Lors de la reconquête de Kidal en 2023, alors qu’il occupait les fonctions de préfet de Kidal avec l’appui et la bénédiction de Alghabass AG Intala, plusieurs de ses proches, notamment ses neveux et ses cousins, étaient signalés dans les combats contre les FAMA à Bourem, Anefif, Kidal, l’attaque du bateau et également dans la détention des otages FAMA. (Ces neveux et cousins arrêtés par les FAMA en 2023 sont toujours en détention)
Il avait été convoqué à Bamako par les autorités militaires.
À la suite d’interventions au sein de la hiérarchie militaire, notamment du Général Takny il n’a pas été mis aux arrêts, mais relevé de ses fonctions de préfet puis muté à Gao sans poste responsabilité dans le commandement militaire.
Dans ce contexte, sa désertion ne constitue pas une surprise pour de nombreux observateurs qui ont suivi le dossier, un officier plus loyal à Alghabass Ag Intala qu’au chef d’état-major des armées. On n’en a pas besoin dans nos rangs.

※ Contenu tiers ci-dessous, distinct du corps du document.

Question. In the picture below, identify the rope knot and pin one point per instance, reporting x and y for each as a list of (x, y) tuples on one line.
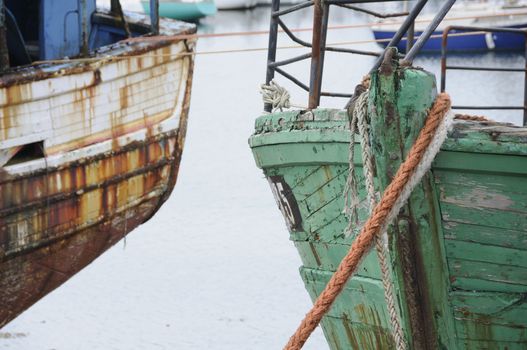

Le renouvellement de la chaîne de commandement récemment décidé par le président Assimi Goïta devrait permettre davantage de rigueur. Toutefois, les décisions à prendre doivent être fermes sans tomber dans l’amalgame.
Pour conclure, le Mali doit impérativement prendre des mesures sérieuses au sein de l’administration, de la société civile et des institutions publiques.
Un État ne peut durablement se renforcer tout en continuant à entretenir, directement ou indirectement, ceux qui agissent contre ses intérêts. On ne peut être le seul État au monde dans cette situation.
Qu’ils soient du Nord ou du Sud, les individus qui profitent des postes stratégiques et juteux de l’État tout en renforçant ses ennemis et en sapant son autorité doivent répondre de leurs actes sans état d’âme.
L’autorité de l’État doit être totale, impartiale et s’appliquer sans hésitation.